Under the new system, consumers will be provided with limited amounts of subsidised fuel, beyond which they will have to pay at market prices.
Egypt, which spent LE120 billion in fuel subsidies this fiscal year, according to former Petroleum Minister Osama Kamal, is obliged to implement drastic cuts to rein in a galloping budget deficit and secure a $4.8 billion International Monetary Fund loan.
Kamal, who spoke to Ahram Online last month, expected the smart card system to save some LE30 billion out of Egypt's fuel subsidy bill, which the government expects to reach LE99.6 billion, in the coming 2013/14 fiscal year — some 15 percent of total forecast public expenditures.
Under the new system, vehicles with smaller engines (1,600cc or smaller) will be assigned an annual 1,800 litres of petrol at the subsidised price.
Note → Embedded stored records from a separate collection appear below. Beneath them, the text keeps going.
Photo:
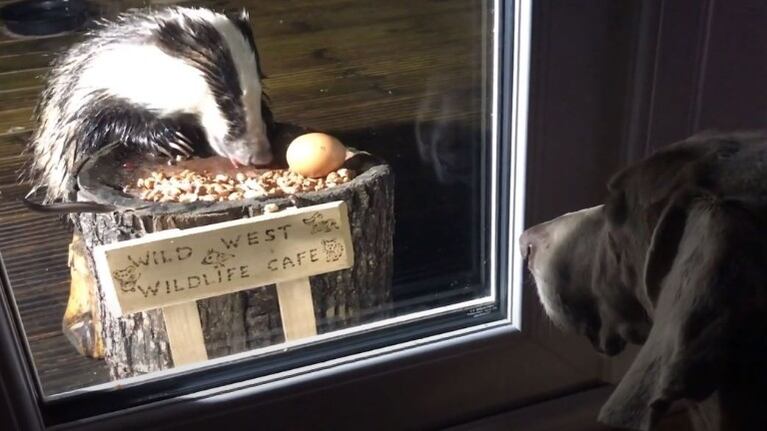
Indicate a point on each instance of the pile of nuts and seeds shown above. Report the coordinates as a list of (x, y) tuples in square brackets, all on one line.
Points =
[(188, 186)]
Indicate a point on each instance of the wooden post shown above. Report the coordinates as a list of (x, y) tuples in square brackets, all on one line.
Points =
[(182, 323), (296, 309), (173, 269)]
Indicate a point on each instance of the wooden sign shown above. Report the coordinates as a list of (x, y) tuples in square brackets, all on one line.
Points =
[(172, 269), (185, 265)]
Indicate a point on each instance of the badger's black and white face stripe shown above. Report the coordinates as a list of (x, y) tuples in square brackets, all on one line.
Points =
[(166, 80)]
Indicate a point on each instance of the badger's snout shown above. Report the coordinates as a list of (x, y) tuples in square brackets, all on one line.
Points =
[(249, 152)]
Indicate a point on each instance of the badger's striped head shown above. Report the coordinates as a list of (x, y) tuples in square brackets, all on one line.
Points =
[(224, 51), (185, 65)]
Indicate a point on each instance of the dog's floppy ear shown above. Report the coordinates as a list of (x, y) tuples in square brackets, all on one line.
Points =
[(691, 270)]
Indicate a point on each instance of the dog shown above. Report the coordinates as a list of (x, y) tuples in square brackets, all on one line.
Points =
[(674, 260)]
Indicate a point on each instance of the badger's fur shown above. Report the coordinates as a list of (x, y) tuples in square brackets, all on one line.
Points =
[(170, 81)]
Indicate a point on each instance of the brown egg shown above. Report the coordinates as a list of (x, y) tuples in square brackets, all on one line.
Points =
[(315, 155)]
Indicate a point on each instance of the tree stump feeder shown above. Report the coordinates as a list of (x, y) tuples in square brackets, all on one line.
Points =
[(140, 342)]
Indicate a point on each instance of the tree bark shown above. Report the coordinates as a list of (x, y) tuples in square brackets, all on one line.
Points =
[(232, 323)]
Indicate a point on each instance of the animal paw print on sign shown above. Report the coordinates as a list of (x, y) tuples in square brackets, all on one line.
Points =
[(334, 250), (127, 278), (216, 258), (319, 224)]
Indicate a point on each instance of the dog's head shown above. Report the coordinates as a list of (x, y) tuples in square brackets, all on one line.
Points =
[(674, 259)]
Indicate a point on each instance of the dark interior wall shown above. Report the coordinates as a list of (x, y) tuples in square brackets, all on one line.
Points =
[(709, 69), (582, 61)]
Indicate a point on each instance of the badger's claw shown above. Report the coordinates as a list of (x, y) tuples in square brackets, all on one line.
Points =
[(181, 148)]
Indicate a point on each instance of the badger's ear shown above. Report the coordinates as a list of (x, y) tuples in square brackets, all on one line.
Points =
[(693, 268)]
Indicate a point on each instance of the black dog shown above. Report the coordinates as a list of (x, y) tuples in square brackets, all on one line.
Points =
[(676, 260)]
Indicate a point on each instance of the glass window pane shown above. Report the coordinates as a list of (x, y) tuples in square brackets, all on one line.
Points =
[(405, 85)]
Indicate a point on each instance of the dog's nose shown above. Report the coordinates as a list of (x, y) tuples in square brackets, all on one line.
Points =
[(530, 240)]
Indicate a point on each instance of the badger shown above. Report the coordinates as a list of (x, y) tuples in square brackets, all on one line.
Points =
[(175, 82)]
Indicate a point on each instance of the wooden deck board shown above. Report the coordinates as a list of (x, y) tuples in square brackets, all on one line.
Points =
[(348, 65)]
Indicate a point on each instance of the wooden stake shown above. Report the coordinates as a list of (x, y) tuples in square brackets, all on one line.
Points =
[(296, 309), (182, 323)]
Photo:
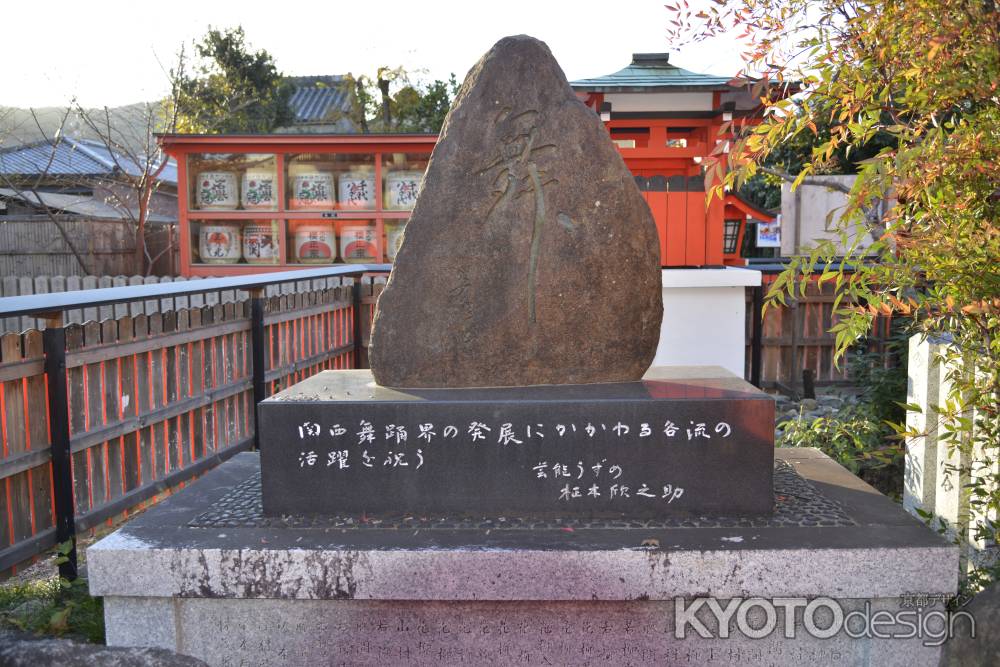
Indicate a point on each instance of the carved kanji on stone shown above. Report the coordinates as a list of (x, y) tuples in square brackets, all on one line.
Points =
[(530, 256)]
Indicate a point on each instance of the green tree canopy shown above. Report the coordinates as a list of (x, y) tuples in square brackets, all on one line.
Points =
[(926, 75), (391, 101), (231, 88)]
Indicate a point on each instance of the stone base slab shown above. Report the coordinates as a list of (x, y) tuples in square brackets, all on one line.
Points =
[(327, 595)]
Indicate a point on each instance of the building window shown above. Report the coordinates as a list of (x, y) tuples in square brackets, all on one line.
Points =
[(729, 236)]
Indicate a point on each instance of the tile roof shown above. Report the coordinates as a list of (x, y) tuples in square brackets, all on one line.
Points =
[(651, 72), (316, 98)]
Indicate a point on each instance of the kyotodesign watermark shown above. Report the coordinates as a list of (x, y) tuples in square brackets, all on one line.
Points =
[(820, 618)]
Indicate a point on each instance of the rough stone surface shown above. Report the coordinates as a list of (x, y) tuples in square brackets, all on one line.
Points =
[(21, 650), (593, 633), (530, 257)]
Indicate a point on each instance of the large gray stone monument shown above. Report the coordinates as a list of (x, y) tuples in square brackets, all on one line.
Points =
[(524, 491), (531, 257)]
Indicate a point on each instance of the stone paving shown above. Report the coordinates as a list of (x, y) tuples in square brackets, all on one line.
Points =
[(796, 503)]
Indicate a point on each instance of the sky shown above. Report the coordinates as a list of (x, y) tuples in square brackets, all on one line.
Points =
[(110, 53)]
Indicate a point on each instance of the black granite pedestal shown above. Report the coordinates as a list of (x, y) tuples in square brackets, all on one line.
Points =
[(681, 442)]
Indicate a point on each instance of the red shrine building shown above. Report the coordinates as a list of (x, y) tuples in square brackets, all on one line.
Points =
[(252, 203), (666, 122)]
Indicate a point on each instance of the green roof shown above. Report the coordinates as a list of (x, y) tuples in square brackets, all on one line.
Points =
[(652, 72)]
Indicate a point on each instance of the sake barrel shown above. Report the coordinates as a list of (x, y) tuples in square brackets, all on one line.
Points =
[(260, 243), (311, 190), (356, 190), (315, 243), (393, 238), (401, 189), (259, 190), (357, 244), (216, 191), (219, 242)]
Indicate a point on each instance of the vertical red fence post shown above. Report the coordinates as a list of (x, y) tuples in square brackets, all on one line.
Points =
[(258, 347), (54, 345), (358, 350)]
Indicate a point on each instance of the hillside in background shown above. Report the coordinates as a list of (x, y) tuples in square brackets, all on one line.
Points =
[(19, 126)]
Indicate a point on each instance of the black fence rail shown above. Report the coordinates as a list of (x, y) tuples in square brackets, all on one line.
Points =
[(100, 418)]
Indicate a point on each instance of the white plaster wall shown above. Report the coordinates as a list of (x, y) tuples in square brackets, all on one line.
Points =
[(807, 208), (704, 314), (659, 101)]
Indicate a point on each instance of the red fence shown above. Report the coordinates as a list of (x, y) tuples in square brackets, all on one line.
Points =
[(797, 336), (153, 401)]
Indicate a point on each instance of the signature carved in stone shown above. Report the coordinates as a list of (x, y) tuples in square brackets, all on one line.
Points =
[(516, 171)]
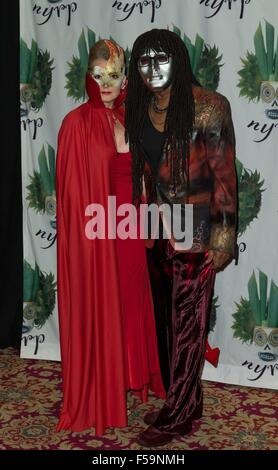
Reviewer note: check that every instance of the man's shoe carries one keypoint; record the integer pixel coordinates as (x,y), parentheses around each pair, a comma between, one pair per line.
(150,417)
(152,437)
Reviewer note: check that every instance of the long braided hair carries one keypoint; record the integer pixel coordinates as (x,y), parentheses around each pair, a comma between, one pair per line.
(181,110)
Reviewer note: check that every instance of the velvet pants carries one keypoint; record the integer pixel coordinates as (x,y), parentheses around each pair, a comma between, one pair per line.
(182,285)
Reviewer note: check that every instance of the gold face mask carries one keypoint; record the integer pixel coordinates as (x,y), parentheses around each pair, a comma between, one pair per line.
(112,75)
(109,76)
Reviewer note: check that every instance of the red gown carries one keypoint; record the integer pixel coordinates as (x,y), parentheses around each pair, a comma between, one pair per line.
(100,351)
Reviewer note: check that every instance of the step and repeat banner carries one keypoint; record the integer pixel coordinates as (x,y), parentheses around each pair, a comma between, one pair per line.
(233,47)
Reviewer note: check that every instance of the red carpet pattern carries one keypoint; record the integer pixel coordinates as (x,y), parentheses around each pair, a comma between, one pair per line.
(235,418)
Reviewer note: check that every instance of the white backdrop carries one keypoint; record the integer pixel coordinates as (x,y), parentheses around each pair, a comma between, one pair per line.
(236,57)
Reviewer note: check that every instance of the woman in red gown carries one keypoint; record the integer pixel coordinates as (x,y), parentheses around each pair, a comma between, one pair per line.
(107,330)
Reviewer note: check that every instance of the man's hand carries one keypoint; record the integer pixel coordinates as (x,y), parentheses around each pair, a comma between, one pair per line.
(219,258)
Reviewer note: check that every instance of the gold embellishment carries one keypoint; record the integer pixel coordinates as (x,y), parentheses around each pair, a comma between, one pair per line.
(222,239)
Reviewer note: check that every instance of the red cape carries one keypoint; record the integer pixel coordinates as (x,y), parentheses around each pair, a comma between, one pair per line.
(91,335)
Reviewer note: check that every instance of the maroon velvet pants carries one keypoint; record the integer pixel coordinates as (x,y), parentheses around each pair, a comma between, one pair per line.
(182,289)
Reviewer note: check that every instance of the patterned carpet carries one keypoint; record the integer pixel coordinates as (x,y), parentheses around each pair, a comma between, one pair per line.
(235,418)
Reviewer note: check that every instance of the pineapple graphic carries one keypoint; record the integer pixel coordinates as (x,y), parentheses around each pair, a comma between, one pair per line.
(204,59)
(256,318)
(260,67)
(39,291)
(35,77)
(41,191)
(249,196)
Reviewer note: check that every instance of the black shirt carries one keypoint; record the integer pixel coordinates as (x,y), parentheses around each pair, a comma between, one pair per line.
(152,142)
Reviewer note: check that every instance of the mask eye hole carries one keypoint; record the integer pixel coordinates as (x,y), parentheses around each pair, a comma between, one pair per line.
(162,58)
(267,93)
(144,61)
(260,337)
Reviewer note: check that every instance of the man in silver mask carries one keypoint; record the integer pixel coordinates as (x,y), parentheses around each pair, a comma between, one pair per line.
(182,142)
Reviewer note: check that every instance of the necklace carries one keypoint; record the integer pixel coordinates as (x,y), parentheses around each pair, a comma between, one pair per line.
(156,108)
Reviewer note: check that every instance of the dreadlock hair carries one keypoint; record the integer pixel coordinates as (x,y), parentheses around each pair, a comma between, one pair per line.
(181,110)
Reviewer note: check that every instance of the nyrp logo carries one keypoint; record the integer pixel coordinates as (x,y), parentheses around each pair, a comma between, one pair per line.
(256,323)
(259,81)
(63,10)
(126,9)
(215,6)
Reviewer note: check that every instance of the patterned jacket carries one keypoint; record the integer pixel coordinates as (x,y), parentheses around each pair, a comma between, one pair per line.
(212,184)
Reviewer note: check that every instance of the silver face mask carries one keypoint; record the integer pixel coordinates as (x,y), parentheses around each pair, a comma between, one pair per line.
(156,69)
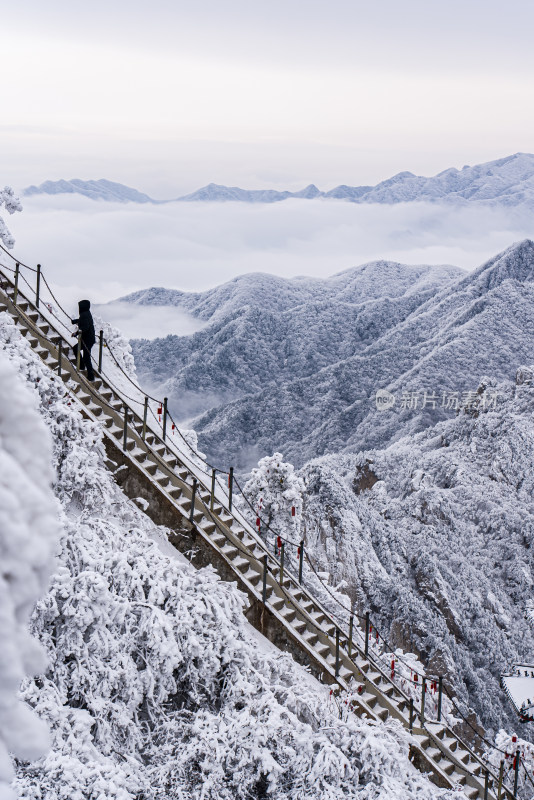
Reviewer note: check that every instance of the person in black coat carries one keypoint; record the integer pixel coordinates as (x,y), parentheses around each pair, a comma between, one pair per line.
(86,327)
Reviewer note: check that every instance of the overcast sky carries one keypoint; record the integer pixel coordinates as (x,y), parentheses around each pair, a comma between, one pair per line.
(167,96)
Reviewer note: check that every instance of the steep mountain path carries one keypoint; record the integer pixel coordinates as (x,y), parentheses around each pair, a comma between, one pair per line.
(207,530)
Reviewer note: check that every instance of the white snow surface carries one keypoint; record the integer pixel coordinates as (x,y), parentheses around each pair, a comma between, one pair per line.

If consumption exceeds this amount, motorists will have to buy petrol at market prices, according to statements made by then-Planning Minister Ashraf El-Araby to the state owned MENA news agency in March.
Cars with larger engine sizes will not be eligible for subsidies, said El-Araby. Final market prices for petrol have not been announced yet; nor have the prices at which petrol will be sold to commercial vehicles.